Denna sonrió e hizo una pequeña reverencia. Llevaba una falda, no una de esas complicadas que lucían las mujeres de la nobleza, sino una de tela sencilla que le habría servido para aventar el trigo o para ir a un baile de pueblo.

– No estaba segura de que pudieras venir -dijo-. Porque a estas horas, la mayoría de la gente civilizada ya se ha acostado.

– He de admitir que me ha sorprendido -dije-. Si fuera más entrometido, me preguntaría qué te ha mantenido ocupada hasta tan tarde.

– Negocios -contestó ella dando un suspiro teatral-. Una reunión con mi mecenas.

– ¿Ha vuelto a la ciudad? -pregunté.

Ella asintió.

– ¿Y quería verte a medianoche? Qué… raro.

Denna se apartó de la puerta de la posada y empezamos a andar juntos por la calle.

– La mano que sujeta la bolsa… -dijo, y encogió los hombros-. Las horas intempestivas y los lugares inusitados son la norma con maese Fresno. A veces sospecho que quizá sea solo un noble solitario que se aburriría con un mecenazgo normal y corriente. Me pregunto si le procura algo de emoción fingir que está metido en alguna intriga misteriosa, en lugar de limitarse a encargarme canciones.

– Y ¿qué tienes planeado para esta noche? -pregunté.

– Nada. Solo pasar el rato en tu agradable compañía. -Estiró un brazo y lo entrelazó con el mío.

– En ese caso -repuse-, quiero enseñarte una cosa. Es una sorpresa. Tendrás que confiar en mí.

– Todas esas cosas las he oído un montón de veces. -En los ojos oscuros de Denna destellaba un brillo travieso-. Pero nunca todas juntas, y nunca me las habías dicho tú. -Sonrió-. Te concederé el beneficio de la duda y me reservaré las burlas de hastío para más tarde. Llévame adónde quieras.

Subimos a Alto Severen en el elevador, y desde arriba contemplamos boquiabiertos las luces de la ciudad, como dos estúpidos de humilde cuna. La llevé a dar un largo paseo por las calles adoquinadas, mostrándole las tiendas y los jardincillos. Luego dejamos atrás los edificios, saltamos una valla baja de madera y nos dirigimos hacia la oscura silueta de un granero vacío.

Una vez allí, Denna ya no pudo seguir callada.

– Bueno, lo has conseguido -dijo-. Me has sorprendido.

Sonreí y seguí guiándola hasta el interior del granero. Olía a heno y animales, pese a que no había ninguno. La conduje hasta una escalerilla que se perdía en la oscuridad que reinaba por encima de nuestras cabezas.

– ¿Un pajar? -me preguntó, incrédula. Se paró y me lanzó una mirada de curiosidad-. Es evidente que me has confundido con alguna aldeana de catorce años llamada… -murmuró algo-. No sé, algún nombre rústico.

– ¿Gretta?-sugerí.

– Por ejemplo. Es evidente que me has confundido con alguna aldeana de corpiño escotado llamada Gretta.

– Tranquila -dije-. Si pretendiera seducirte, no lo haría así.

– Ah, ¿no? -Se pasó una mano por el pelo. Sus dedos empezaron a tejer una trenza distraídamente; de pronto se paró y se soltó la trenza-. En ese caso, ¿qué hacemos aquí?

– Comentaste que te gustaban mucho los jardines -dije-. Y los jardines de Alveron son muy bonitos. Pensé que te gustaría verlos.

– A estas horas de la noche -dijo Denna.

– Un agradable paseo a la luz de la luna -la corregí.

– Esta noche no hay luna -me recordó-. O si la hay, no es más que un fino creciente.

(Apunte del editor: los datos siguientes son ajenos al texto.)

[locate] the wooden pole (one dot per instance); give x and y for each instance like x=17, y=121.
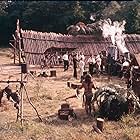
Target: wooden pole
x=21, y=93
x=100, y=124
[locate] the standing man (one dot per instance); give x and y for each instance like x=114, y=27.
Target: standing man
x=91, y=62
x=81, y=56
x=81, y=66
x=98, y=63
x=87, y=97
x=75, y=60
x=66, y=61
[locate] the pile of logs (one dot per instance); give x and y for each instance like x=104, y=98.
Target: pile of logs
x=113, y=102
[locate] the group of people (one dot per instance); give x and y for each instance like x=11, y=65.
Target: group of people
x=78, y=59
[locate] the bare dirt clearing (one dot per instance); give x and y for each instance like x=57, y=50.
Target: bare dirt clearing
x=47, y=94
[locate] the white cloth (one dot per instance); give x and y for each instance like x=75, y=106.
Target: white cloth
x=98, y=60
x=91, y=60
x=82, y=56
x=81, y=66
x=65, y=57
x=126, y=64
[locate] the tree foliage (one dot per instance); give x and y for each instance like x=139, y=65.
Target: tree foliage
x=56, y=16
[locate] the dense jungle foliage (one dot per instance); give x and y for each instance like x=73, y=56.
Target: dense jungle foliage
x=56, y=16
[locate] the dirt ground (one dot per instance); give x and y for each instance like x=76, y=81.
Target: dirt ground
x=47, y=95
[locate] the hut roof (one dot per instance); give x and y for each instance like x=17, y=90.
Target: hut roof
x=36, y=43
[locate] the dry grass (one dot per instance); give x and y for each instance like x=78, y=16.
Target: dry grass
x=47, y=95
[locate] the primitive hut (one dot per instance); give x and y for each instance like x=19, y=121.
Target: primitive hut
x=37, y=44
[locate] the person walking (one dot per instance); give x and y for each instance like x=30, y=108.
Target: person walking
x=81, y=66
x=75, y=66
x=66, y=61
x=87, y=84
x=91, y=63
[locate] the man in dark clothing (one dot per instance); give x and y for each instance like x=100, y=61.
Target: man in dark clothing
x=75, y=60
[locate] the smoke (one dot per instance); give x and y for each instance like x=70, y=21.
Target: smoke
x=115, y=31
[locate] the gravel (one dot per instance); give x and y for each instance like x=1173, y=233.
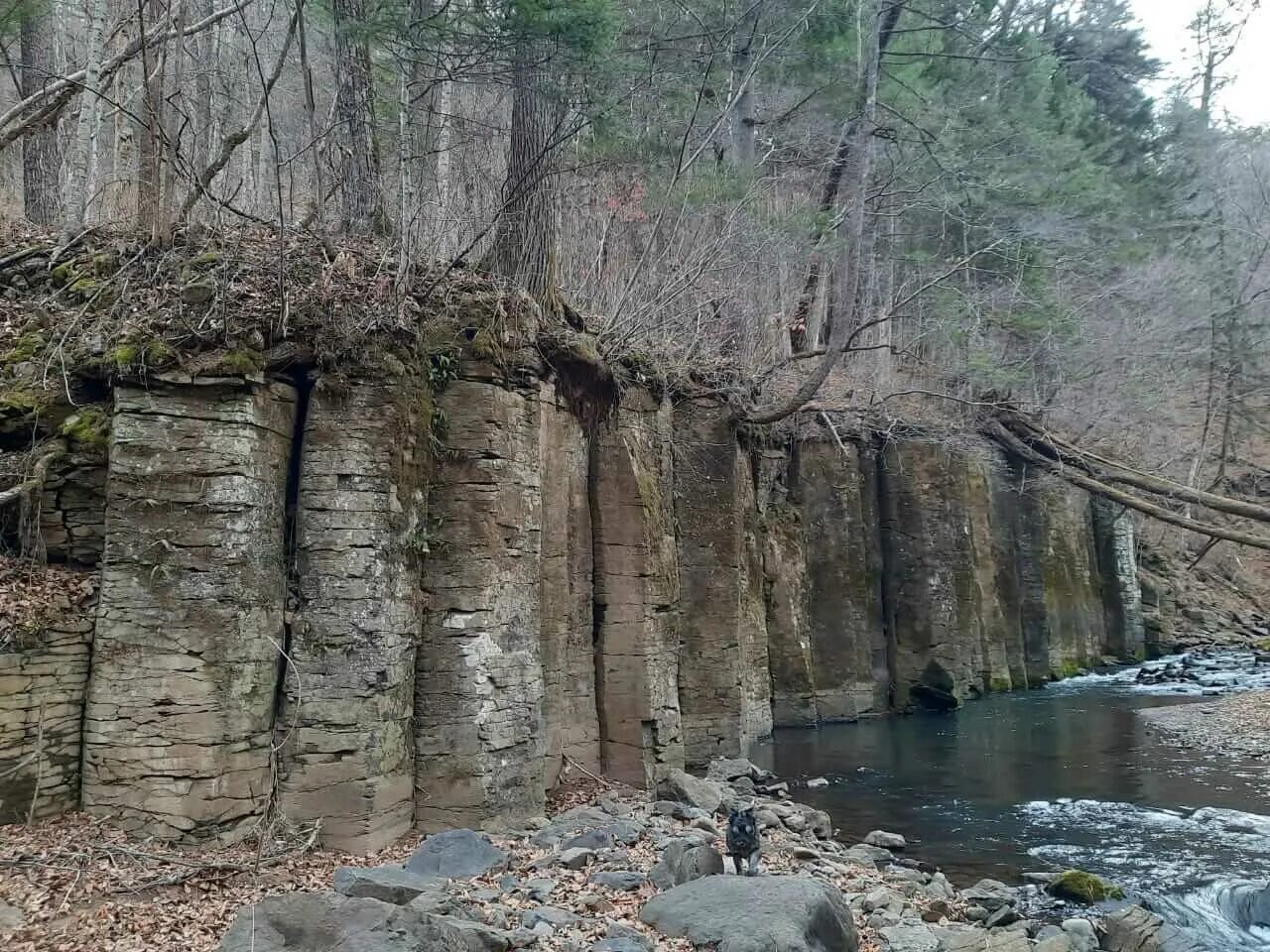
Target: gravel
x=1236, y=725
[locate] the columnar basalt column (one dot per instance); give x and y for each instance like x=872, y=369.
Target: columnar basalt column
x=843, y=560
x=635, y=593
x=568, y=662
x=181, y=703
x=347, y=746
x=479, y=726
x=724, y=689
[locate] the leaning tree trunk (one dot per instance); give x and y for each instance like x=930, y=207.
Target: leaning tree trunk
x=41, y=149
x=361, y=191
x=525, y=243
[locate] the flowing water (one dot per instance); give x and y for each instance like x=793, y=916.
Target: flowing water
x=1056, y=778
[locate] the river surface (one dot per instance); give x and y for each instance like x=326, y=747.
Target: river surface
x=1048, y=779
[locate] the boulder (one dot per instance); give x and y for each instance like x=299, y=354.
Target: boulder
x=327, y=921
x=1135, y=929
x=908, y=938
x=457, y=855
x=685, y=788
x=389, y=884
x=1080, y=887
x=756, y=914
x=885, y=841
x=684, y=861
x=620, y=880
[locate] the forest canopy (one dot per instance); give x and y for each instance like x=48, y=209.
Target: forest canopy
x=834, y=204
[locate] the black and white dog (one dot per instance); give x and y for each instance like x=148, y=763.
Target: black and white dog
x=743, y=839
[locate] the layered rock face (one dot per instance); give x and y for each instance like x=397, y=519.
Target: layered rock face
x=380, y=606
x=178, y=726
x=724, y=685
x=41, y=712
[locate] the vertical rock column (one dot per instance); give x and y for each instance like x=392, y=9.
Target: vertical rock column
x=933, y=598
x=479, y=729
x=568, y=665
x=1060, y=590
x=345, y=735
x=724, y=682
x=42, y=682
x=181, y=702
x=635, y=593
x=1121, y=592
x=843, y=580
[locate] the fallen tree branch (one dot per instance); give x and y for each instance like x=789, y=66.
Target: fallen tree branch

– Bueno, no importa -dije sin dejarme intimidar-. ¿Cuánta luna se necesita para disfrutar del perfume de los primeros brotes de jazmín?

– En un pajar -dijo Denna con escepticismo.

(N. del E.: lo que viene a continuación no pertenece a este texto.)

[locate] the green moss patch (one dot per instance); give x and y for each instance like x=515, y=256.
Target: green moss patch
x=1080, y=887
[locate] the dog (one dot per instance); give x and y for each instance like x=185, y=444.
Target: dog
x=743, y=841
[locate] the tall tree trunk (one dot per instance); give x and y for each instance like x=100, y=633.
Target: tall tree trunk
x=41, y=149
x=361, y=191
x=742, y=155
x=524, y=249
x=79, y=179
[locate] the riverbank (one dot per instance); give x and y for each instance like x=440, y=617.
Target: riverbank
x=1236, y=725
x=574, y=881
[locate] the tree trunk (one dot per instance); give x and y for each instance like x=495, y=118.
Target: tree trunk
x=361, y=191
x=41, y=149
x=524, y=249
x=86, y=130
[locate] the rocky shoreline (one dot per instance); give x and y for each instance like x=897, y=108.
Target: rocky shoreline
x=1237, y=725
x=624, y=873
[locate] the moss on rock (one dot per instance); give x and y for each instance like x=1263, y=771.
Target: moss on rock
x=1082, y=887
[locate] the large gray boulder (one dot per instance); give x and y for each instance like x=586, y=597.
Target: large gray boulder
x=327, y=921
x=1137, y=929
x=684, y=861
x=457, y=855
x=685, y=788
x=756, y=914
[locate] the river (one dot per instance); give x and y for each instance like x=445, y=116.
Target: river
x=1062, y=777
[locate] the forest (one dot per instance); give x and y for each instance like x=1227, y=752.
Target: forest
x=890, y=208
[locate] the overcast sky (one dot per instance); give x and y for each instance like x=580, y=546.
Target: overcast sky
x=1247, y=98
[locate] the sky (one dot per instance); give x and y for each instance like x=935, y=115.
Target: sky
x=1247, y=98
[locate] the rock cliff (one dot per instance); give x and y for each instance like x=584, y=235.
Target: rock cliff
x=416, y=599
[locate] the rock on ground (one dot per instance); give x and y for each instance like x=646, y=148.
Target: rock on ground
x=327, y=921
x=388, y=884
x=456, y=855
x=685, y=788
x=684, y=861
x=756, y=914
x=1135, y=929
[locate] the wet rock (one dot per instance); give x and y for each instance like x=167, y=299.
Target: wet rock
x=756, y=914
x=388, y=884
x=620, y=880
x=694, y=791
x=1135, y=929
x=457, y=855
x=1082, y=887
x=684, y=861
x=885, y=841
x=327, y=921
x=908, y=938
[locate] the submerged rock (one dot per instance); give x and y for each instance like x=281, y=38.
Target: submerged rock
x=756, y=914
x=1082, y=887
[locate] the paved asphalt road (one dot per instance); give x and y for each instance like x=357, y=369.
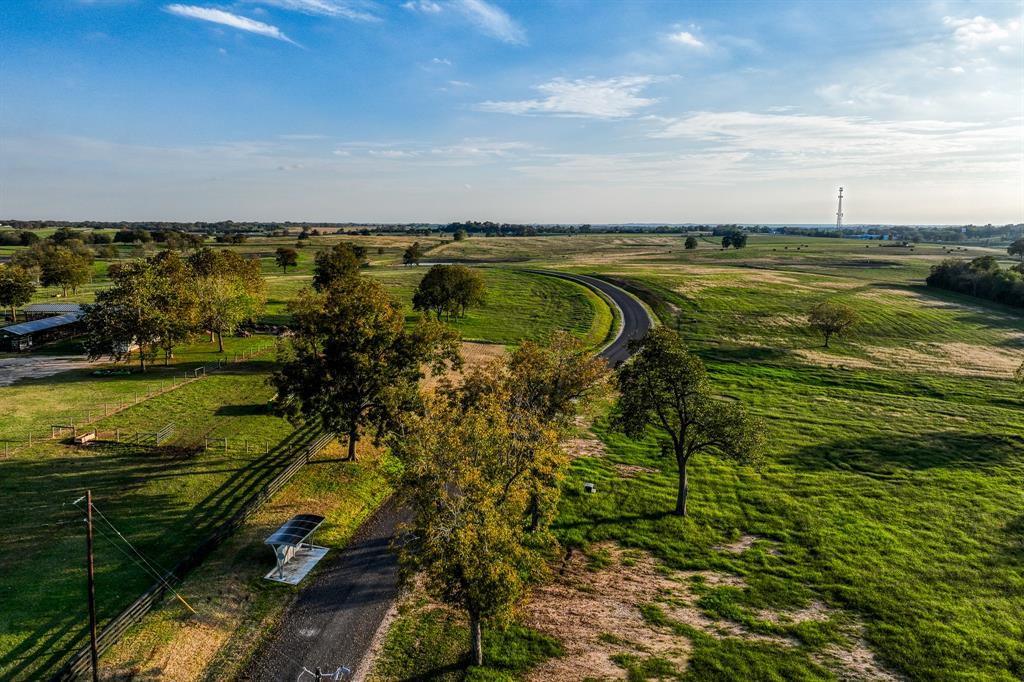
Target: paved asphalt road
x=334, y=620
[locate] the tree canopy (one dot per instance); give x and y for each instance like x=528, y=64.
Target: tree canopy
x=413, y=254
x=336, y=263
x=286, y=257
x=16, y=288
x=666, y=387
x=832, y=318
x=351, y=364
x=449, y=291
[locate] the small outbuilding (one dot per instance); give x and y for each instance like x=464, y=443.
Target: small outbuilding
x=294, y=550
x=25, y=336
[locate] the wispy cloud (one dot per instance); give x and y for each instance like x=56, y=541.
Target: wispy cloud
x=492, y=19
x=227, y=18
x=685, y=38
x=357, y=11
x=425, y=6
x=587, y=97
x=980, y=31
x=857, y=144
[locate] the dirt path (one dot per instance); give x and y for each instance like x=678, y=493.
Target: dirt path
x=36, y=367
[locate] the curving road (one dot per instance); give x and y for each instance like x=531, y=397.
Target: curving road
x=334, y=620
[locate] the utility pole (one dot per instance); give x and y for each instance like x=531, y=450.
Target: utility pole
x=839, y=213
x=92, y=589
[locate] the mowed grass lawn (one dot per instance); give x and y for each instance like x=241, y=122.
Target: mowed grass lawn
x=166, y=500
x=893, y=491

– El pajar es la forma más fácil de llegar al tejado -expliqué-.

Y desde allí podemos acceder al palacio del maer. Y a su jardín.

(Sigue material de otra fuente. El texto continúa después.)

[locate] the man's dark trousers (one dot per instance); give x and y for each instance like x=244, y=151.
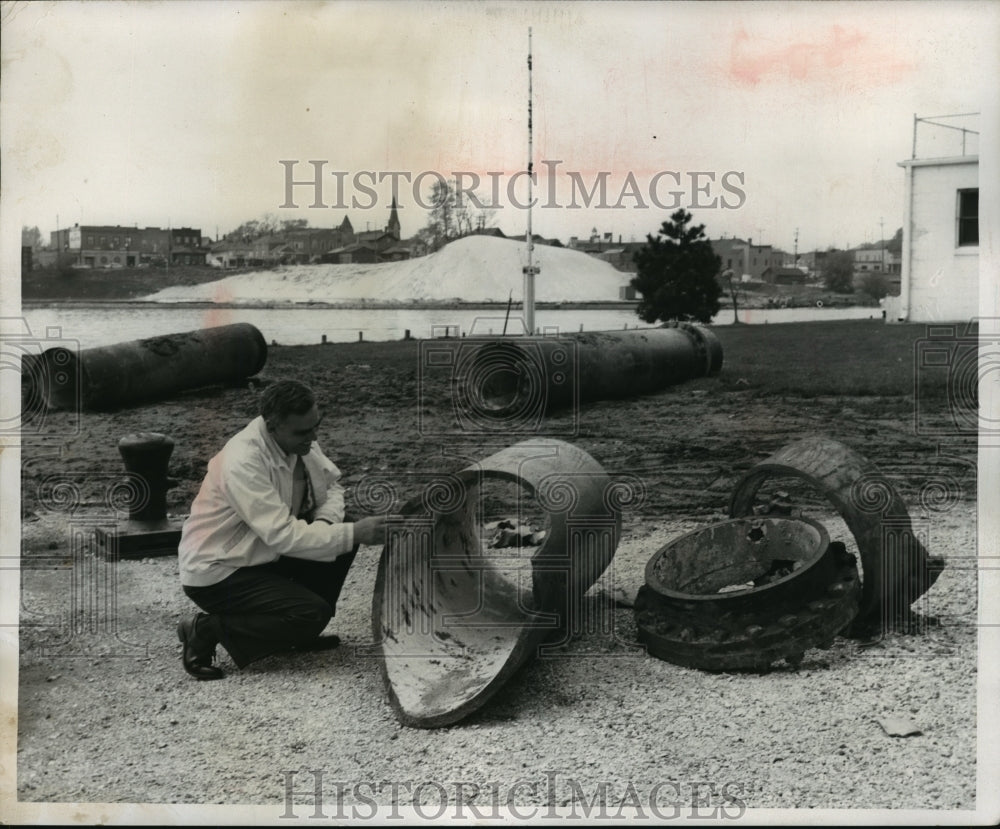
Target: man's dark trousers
x=258, y=611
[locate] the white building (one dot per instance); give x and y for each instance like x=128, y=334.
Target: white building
x=940, y=268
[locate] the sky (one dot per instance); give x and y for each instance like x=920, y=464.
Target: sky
x=761, y=119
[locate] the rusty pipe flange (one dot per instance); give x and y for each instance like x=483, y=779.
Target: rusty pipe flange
x=781, y=556
x=896, y=568
x=454, y=620
x=762, y=629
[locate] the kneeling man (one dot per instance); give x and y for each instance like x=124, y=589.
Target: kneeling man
x=266, y=549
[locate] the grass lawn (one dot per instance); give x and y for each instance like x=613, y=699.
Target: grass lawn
x=855, y=358
x=851, y=357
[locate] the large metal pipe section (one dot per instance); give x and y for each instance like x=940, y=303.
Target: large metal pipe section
x=897, y=568
x=454, y=619
x=133, y=372
x=517, y=378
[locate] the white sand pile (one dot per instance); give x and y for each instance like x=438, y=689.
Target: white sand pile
x=474, y=269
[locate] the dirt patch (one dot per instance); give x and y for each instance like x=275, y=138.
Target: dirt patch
x=106, y=713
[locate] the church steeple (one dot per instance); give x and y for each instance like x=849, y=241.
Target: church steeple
x=393, y=226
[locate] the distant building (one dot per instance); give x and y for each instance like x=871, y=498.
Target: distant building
x=783, y=275
x=745, y=258
x=115, y=246
x=619, y=254
x=940, y=256
x=354, y=253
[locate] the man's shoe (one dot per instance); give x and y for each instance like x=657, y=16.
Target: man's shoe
x=197, y=662
x=320, y=643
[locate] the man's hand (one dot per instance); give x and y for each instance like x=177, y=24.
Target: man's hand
x=370, y=530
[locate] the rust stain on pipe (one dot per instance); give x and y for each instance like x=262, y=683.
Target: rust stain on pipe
x=507, y=379
x=453, y=619
x=141, y=370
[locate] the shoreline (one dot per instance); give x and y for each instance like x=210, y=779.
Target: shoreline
x=375, y=305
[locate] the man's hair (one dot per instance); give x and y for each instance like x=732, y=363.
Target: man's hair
x=284, y=398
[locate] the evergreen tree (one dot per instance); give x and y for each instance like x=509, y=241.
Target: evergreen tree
x=677, y=273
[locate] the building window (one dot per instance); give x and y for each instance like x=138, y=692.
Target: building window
x=968, y=217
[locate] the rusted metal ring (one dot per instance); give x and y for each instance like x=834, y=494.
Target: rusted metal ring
x=753, y=638
x=454, y=620
x=896, y=568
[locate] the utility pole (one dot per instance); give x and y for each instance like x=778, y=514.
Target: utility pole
x=881, y=227
x=530, y=271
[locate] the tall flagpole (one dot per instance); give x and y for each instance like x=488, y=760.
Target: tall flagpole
x=530, y=270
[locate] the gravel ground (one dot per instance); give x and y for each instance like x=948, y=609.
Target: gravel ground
x=131, y=727
x=106, y=714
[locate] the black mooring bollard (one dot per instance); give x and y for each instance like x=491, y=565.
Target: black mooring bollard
x=147, y=531
x=146, y=456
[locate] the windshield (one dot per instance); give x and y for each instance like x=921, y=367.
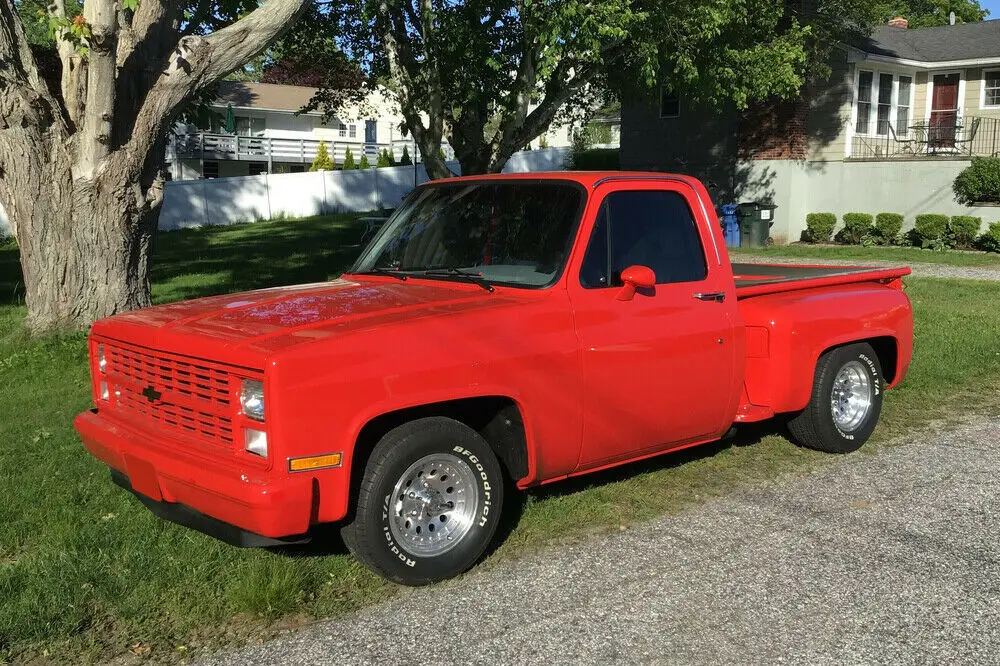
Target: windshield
x=515, y=233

– Si estás al servicio del maer -dijo ella-, ¿no sería más sencillo pedirle que nos dejara entrar?

– ¡Eh! -Levanté un dedo con gesto teatral-. Ahí está la gracia de la aventura. Hay un centenar de hombres que podrían llevarte a pasear por los jardines del maer. Pero solo hay uno que pueda colarte en él. -Sonreí-. Estoy ofreciéndote una oportunidad única, Denna.

– Ah, qué bien conoces mi corazón secreto -replicó sonriendo.

Le ofrecí mi mano como si la ayudara a subir a un carruaje.

– Milady…

Denna me cogió la mano, pero nada más poner el pie en el primer travesaño de la escalerilla, se detuvo.

– Un momento. No lo haces por caballerosidad. Lo que quieres es mirar debajo de mi vestido.